Why tranformers ?

Published in 2018, the transformer architecture was a breakthrought for NLP tasks, providing massive uplift compared to previous models.

However even if the paper Attention is all you need is well written, it takes time to understand all the subtilities of the model.

This post is my personal cheatsheet for this kind of models.

Understanding the architecture

Rather than repetiting something that has already been done better, here are the links for understanding the model that I found the most helpful.

The illustrated Transformer : great article with insightful visualization. Other NLP articles are also available on the same blog.
The annotated Transformer : Detailled implementation of the model, step by step. Really insightful to understand the details of the architecture

Getting started to experiment

I would recommend using HuggingFace great repository on Github to play with this kind of architecture as they have all the state of the art models

HuggingFace’s Transformers

They support both Pytorch and Tensorflow, so everyone gets what he needs.

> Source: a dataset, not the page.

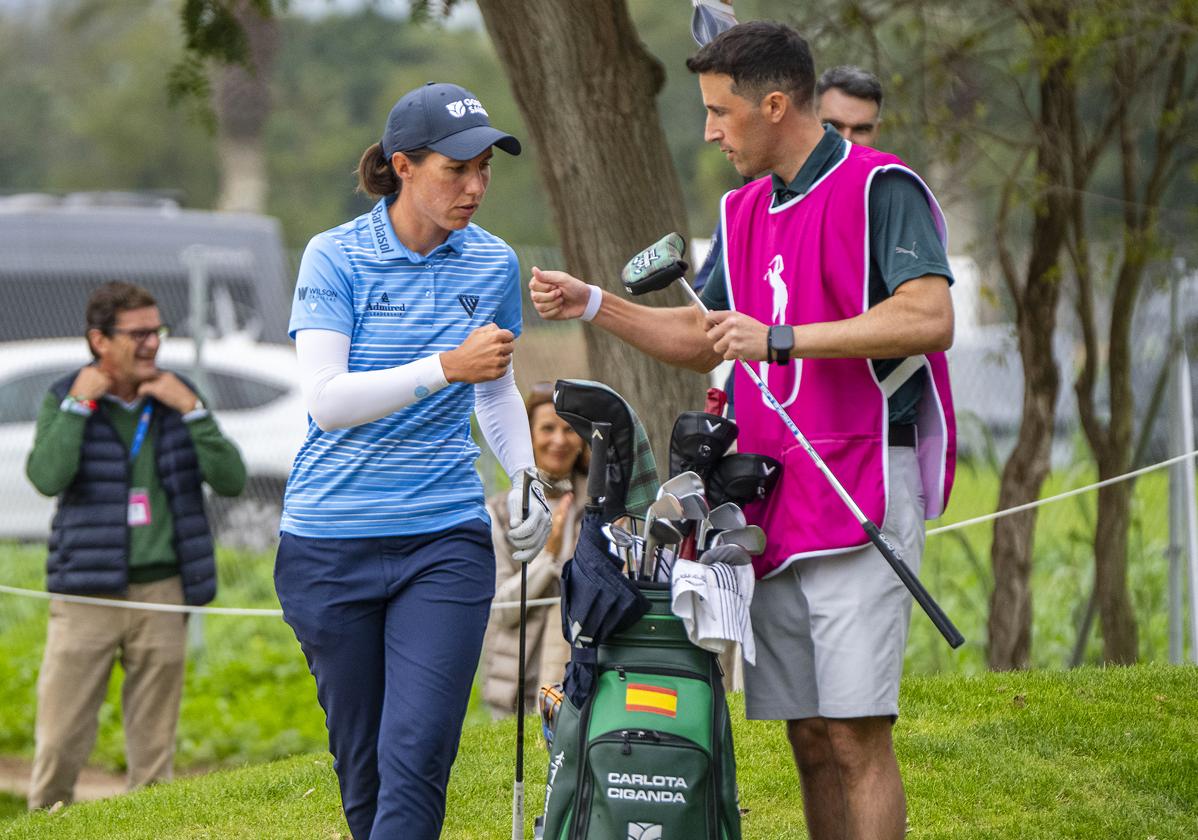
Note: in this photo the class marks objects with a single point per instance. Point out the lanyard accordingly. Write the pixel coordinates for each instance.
(139, 436)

Model size and solving one’s problem

The problem of modern language model is their size and the scale needed to train them. The most recent models may need a complete cluster equipped with powerful graphic cards to be trained. These models may not always perform the best for the task that you want to solve.

Here are some insights on what can be done to save on your AWS bill :

Bag of words models remain relatively comptetitve according to this study. When little data is available, they are a more than satisfactory solution and easy to implement.
Distillation can help to reduce the model size and improve the inference speed, while keeping most of the performance. You can then train your distilled model if you need to.